In der Verwaltungsstreitsache hat der 11. Senat durch den Vorsitzenden Richter am Oberverwaltungsgericht Laudemann, den Richter am Oberverwaltungsgericht Fieting und die Richterin am Oberverwaltungsgericht Apel am 27. März 2006 beschlossen:

Tenor:

Die Beschwerde der Antragstellerin gegen den Beschluss des Verwaltungsgerichts Frankfurt (Oder) vom 17. November 2005 wird zurückgewiesen.

Die Antragstellerin trägt die Kosten des Beschwerdeverfahrens.

Der Streitwert wird für das Beschwerdeverfahrens auf 100.000 Euro festgesetzt.

Gründe:

I.

Die Antragstellerin vertreibt Pflanzenschutzmittel aus anderen Mitgliedstaaten der Europäischen Union. Durch Bescheid vom 12. September 2005 bestätigte das Landesamt für Verbraucherschutz, Landwirtschaft und Flurneuordnung unter Berufung auf § 34 a PflSchG das der Antragstellerin anlässlich einer Vor-Ort-Kontrolle am 6. September 2005 mündlich erteilte Verbot, sechs nach Art und Menge im Einzelnen bezeichnete Pflanzenschutzmittel in den Verkehr zu bringen. Zur Begründung führte die Behörde aus, dass die bei Kontrollen festgestellten Pflanzenschutzmittel unter ihren Bezeichnungen nicht zugelassen und damit auch nicht verkehrsfähig seien. Für Parallelimporte von Pflanzenschutzmitteln nach Deutschland müsse eine eigene Zulassung im Ursprungsmitgliedstaat vorhanden sein, die sicherstelle, dass dieses Pflanzenschutzmittel nach den Vorgaben der Richtlinie 91/414/EWG geprüft worden sei, und dass eine Identitätsbescheinigung im Sinne der "Bekanntmachung über die Einfuhr und das in Verkehr bringen von Pflanzenschutzmitteln, die mit in Deutschland zugelassenen Pflanzenschutzmitteln identisch sind" vom 23. Dezember 1993 erteilt werden könne. Solche Bescheinigungen hätten bei der Vor-Ort-Kontrolle am 6. September 2006 nicht vorgelegt werden können. Mit Bescheid vom 22. September 2005 ordnete die Behörde ergänzend die sofortige Vollziehung ihrer Untersagungsverfügung vom 12. September 2005 mit der Begründung an, es müsse davon ausgegangen werden, dass es sich um nicht nach den Vorgaben der Richtlinien 91/414/EWG geprüfte Pflanzenschutzmittel handele, deren Inverkehrbringen bis zur Feststellung der Verkehrsfähigkeit aus Gründen des vorbeugenden Anwender-, Verbraucher- und Umweltschutzes zu unterbinden sei.
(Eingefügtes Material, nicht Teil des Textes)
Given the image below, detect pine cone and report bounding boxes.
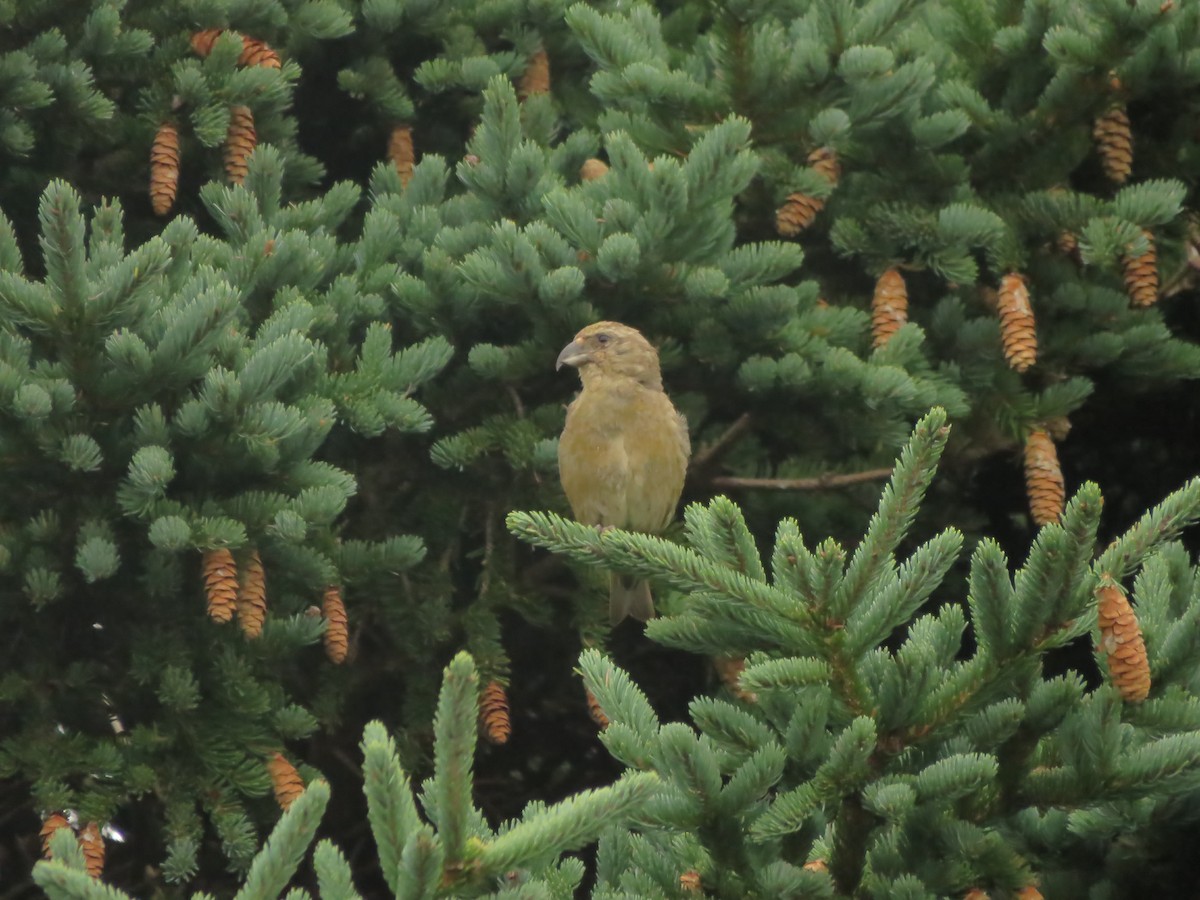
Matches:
[1093,103,1133,184]
[1057,230,1079,258]
[479,680,512,745]
[191,29,280,68]
[803,859,829,873]
[79,822,105,879]
[1016,887,1045,900]
[238,36,280,68]
[585,686,609,728]
[1043,415,1072,442]
[223,106,256,185]
[387,124,415,187]
[267,752,305,810]
[1122,228,1159,308]
[1023,429,1065,527]
[713,656,758,703]
[775,192,824,237]
[871,267,908,348]
[202,548,237,623]
[189,28,222,57]
[322,585,349,664]
[998,272,1037,372]
[679,870,702,893]
[149,122,180,217]
[39,813,71,858]
[807,145,841,184]
[580,158,610,181]
[518,47,550,99]
[1096,579,1151,702]
[236,549,267,638]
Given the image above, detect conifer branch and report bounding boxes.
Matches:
[833,408,949,619]
[32,862,134,900]
[967,538,1016,659]
[579,649,661,740]
[361,722,423,897]
[751,716,877,840]
[1095,477,1200,582]
[233,780,330,900]
[829,792,878,897]
[507,511,816,627]
[1010,483,1104,651]
[431,652,479,869]
[38,181,88,319]
[312,839,363,900]
[478,772,659,873]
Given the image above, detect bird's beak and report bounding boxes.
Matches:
[556,340,589,371]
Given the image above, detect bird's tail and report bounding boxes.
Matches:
[609,573,654,624]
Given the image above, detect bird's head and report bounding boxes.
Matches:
[555,321,663,389]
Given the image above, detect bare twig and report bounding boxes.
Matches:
[506,385,526,419]
[710,468,893,492]
[689,412,753,473]
[479,504,496,601]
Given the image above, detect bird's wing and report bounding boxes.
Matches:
[622,390,690,533]
[558,394,630,527]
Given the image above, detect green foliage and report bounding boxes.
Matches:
[34,653,654,900]
[0,170,444,878]
[511,411,1200,897]
[5,0,1200,894]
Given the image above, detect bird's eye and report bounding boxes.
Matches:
[595,333,610,345]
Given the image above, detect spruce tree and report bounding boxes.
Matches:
[4,0,1200,895]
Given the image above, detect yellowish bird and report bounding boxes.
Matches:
[556,321,690,623]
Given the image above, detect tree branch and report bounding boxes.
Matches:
[689,412,753,473]
[709,468,894,492]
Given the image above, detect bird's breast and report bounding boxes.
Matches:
[558,382,688,532]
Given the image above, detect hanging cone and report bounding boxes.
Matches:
[518,47,550,99]
[266,752,305,810]
[1093,103,1132,185]
[191,29,280,68]
[775,192,824,236]
[963,891,990,900]
[39,813,71,858]
[150,122,180,217]
[1023,429,1064,527]
[322,585,348,664]
[998,272,1037,372]
[580,158,610,181]
[1016,887,1045,900]
[679,871,702,893]
[807,145,841,185]
[713,656,758,703]
[190,28,222,56]
[1122,228,1159,308]
[236,549,267,638]
[78,822,105,879]
[387,124,415,187]
[1096,578,1151,702]
[1057,230,1079,258]
[1043,415,1072,442]
[223,105,256,185]
[202,548,238,623]
[585,686,609,728]
[238,35,281,68]
[871,267,908,348]
[479,680,512,745]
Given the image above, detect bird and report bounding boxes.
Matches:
[556,321,690,623]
Das Verwaltungsgericht hat es durch Beschluss vom 17. November 2005 abgelehnt, die aufschiebende Wirkung des Widerspruchs der Antragstellerin gegen den Bescheid vom 12. September 2005 wiederherzustellen, hilfsweise, die Anordnung der sofortigen Vollziehung vom 22. September 2005 aufzuheben. Zur Begründung ihrer Beschwerde macht die Antragstellerin im Wesentlichen geltend, die von dem Vertriebsverbot erfassten Pflanzenschutzmittel seien verkehrsfähig, weil sie mit in Deutschland zugelassenen Referenzprodukten identisch seien; ferner genüge die Begründung der Anordnung der sofortigen Vollziehung nicht den Anforderungen des § 80 Abs. 3 VwGO.

II.

Die Beschwerde ist nicht begründet, denn die von der Antragstellerin vorgetragenen und gemäß § 146 Abs. 4 Satz 6 VwGO zu ihren Gunsten vom Senat allein zu prüfenden Gründe rechtfertigen keine Änderung des angefochtenen Beschlusses.

1. Die Antragstellerin hat mit ihrem Beschwerdevorbringen nicht aufgezeigt, dass das Verwaltungsgericht die mit ihrem Hauptantrag erstrebte Wiederherstellung der aufschiebenden Wirkung ihres Widerspruchs gegen den Bescheid des Antragsgegners vom 12. September 2005 im Ergebnis zu Unrecht abgelehnt hat. Ihre Einwände gegen die im Rahmen der Interessenabwägung nach § 80 Abs. 5 VwGO zu berücksichtigende Rechtmäßigkeit dieses Bescheides greifen nicht durch.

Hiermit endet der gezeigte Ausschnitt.